フォーム衣料に適合するミシン針・縫糸を検べるために, 基布の性質を異にする2種のウレタンフォーム衣料と, 形状・太さを異にする10種のDB用ミシン針, 性質を異にする5種の縫糸, DB型・HA型ミシンを用いて実験を行なった.
その結果, 針の布におよぼす影響は, 基布の組織・厚さと密接な関係のあることが認められた.基布が緯メリヤスで, 薄く, 編目のゆるやかな場合は, フォームが比較的厚くても, 針のまさつ熱の発生は少なく, 繊維の溶融度も低い.針は, 先頭部が放物線状をなし, 先端がRアールをもつものが規格形の針よりもまさつ熱の発生が少ないが, 針の表面に, 浅くて, こまかい不規則な網目状の凹凸がつけられているものは更に少ない.

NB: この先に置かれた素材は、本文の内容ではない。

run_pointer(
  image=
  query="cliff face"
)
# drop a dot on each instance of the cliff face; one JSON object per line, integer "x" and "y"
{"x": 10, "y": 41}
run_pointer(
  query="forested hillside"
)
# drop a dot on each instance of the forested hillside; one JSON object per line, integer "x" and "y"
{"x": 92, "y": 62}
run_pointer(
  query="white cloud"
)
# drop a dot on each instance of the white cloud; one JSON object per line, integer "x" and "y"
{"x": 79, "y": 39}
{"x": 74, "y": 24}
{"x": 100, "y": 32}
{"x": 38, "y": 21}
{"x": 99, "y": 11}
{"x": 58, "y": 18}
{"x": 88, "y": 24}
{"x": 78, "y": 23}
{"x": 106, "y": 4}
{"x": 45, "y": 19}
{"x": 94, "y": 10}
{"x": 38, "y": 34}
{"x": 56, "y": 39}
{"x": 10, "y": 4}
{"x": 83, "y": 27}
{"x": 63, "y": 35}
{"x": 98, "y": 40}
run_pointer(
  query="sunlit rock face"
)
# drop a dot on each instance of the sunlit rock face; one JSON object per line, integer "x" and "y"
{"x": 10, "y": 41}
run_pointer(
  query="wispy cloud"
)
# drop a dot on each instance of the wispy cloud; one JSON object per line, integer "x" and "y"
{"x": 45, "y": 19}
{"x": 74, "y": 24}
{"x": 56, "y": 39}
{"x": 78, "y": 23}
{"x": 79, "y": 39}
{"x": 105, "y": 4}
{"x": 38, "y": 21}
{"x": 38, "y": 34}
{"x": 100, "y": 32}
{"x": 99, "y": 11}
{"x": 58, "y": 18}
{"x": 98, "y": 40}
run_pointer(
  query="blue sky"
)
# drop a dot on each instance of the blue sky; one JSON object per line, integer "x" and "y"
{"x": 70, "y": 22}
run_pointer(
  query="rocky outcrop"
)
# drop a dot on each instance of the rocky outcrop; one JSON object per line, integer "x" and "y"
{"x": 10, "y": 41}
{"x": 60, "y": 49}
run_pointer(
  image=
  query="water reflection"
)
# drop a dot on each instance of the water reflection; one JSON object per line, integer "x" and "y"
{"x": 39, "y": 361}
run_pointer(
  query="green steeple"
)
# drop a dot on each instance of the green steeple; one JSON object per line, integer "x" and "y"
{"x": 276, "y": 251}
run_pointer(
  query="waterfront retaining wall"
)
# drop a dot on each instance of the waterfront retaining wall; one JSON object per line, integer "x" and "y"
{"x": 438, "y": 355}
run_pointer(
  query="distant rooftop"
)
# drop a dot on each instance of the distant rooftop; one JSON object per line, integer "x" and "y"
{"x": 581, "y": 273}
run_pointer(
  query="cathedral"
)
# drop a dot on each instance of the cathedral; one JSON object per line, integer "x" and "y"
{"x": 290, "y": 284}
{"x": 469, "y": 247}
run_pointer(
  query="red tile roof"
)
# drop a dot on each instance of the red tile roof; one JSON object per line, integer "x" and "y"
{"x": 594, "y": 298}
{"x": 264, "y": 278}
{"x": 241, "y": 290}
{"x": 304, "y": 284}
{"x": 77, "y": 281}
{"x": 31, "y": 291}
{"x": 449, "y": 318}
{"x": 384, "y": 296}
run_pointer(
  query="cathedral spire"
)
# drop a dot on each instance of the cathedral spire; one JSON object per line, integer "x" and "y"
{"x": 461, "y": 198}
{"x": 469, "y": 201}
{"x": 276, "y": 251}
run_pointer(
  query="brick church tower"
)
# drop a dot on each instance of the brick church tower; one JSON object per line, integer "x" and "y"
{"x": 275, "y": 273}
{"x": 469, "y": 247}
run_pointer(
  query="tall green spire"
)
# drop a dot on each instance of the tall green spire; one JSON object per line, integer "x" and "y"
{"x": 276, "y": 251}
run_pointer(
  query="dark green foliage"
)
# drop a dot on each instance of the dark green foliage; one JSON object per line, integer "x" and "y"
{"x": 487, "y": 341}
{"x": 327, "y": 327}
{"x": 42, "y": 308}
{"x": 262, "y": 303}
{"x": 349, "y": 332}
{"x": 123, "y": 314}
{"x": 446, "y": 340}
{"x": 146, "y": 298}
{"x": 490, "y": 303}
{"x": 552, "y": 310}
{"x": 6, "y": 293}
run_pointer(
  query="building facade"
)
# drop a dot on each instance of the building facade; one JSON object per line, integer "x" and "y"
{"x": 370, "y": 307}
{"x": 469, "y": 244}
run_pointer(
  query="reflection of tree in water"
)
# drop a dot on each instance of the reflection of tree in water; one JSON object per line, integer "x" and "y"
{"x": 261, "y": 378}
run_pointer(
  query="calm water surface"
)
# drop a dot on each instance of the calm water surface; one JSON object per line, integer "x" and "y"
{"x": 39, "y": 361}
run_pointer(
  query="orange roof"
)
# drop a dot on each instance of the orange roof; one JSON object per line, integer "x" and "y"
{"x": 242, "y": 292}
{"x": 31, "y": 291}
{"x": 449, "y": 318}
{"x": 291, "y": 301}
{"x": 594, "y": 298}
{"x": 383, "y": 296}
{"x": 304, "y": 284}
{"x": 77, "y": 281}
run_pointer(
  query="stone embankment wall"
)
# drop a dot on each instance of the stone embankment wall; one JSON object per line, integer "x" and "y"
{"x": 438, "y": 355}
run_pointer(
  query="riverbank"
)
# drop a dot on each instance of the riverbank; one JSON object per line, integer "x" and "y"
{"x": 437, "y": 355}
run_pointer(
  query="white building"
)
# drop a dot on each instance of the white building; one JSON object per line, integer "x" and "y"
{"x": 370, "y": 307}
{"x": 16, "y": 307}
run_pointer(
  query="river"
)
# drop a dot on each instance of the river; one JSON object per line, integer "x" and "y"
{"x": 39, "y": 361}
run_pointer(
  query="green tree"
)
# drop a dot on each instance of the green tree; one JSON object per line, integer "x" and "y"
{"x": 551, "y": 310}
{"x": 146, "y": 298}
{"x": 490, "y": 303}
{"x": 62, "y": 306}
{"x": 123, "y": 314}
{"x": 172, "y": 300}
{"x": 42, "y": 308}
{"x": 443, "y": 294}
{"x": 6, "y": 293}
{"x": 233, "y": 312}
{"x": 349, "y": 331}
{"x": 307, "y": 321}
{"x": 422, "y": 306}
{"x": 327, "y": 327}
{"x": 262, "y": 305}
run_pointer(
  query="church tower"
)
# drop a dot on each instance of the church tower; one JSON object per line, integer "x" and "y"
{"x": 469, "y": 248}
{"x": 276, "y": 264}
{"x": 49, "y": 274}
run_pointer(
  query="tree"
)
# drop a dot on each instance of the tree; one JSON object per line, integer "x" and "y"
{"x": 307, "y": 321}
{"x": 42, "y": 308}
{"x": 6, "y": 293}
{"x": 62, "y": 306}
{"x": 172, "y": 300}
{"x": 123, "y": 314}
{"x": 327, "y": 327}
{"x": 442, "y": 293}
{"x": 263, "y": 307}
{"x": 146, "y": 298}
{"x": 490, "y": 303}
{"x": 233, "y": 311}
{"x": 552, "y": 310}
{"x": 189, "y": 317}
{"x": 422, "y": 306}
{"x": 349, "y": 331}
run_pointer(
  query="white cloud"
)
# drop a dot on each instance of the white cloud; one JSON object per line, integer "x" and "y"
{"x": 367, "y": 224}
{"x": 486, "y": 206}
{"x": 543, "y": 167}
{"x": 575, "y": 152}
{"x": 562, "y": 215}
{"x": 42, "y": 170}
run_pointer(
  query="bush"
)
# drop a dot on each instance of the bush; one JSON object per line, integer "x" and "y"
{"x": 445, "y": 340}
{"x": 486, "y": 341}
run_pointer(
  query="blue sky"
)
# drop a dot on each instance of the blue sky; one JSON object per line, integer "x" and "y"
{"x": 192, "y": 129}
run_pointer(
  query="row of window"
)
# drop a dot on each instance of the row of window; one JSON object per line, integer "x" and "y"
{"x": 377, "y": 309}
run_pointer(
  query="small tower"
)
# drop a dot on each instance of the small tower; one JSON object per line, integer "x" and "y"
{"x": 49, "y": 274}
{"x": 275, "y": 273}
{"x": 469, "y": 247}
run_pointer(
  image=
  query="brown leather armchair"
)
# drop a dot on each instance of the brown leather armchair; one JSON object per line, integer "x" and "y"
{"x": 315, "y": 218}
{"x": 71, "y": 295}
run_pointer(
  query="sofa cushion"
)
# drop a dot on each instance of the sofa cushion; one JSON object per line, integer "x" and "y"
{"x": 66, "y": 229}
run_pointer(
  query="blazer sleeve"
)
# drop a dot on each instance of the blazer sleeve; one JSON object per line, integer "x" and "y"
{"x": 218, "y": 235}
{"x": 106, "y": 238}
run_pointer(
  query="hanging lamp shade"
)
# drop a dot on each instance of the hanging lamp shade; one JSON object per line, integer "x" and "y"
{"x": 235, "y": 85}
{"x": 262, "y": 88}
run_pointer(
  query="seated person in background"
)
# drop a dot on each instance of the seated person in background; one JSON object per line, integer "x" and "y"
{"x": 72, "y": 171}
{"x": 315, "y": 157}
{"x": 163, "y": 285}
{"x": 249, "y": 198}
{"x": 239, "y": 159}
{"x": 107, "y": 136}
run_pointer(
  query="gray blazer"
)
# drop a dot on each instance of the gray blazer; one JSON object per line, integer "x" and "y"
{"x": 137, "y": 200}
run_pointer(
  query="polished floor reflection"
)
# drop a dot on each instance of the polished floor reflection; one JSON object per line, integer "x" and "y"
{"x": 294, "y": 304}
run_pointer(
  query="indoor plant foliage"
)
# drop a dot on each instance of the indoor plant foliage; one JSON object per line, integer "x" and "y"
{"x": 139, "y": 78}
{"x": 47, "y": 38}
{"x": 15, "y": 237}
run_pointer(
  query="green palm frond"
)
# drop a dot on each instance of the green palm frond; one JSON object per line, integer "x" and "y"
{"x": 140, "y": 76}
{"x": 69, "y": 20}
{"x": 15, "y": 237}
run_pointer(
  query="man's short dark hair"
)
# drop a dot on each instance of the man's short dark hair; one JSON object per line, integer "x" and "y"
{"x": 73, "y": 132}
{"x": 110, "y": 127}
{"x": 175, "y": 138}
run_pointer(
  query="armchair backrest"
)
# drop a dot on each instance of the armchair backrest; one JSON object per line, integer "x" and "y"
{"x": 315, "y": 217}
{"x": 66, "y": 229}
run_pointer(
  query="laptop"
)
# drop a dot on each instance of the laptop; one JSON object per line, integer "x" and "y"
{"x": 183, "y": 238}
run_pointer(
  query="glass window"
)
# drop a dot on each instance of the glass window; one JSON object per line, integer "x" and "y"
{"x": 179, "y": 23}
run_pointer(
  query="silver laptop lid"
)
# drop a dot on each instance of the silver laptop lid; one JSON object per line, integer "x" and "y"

縫糸は, 動まさつ係数が小で, 伸度・残留伸びの大なる糸が適合性が大である.ポリエステル系のスパン縫糸は, この要求を満たす縫糸と云える.この縫糸の可縫性を高めるには, 針穴内面がよく研磨されていて, 滑りのよいことが条件となる.針の表面に凹凸がつけられている針は, 針穴内面にもこの傾向がみられる.
針の太さについては, 細い針がまさつ熱の発生が少なく, 繊維の溶融度が低いが, 針の耐久性のことを考慮して11番の針が適する.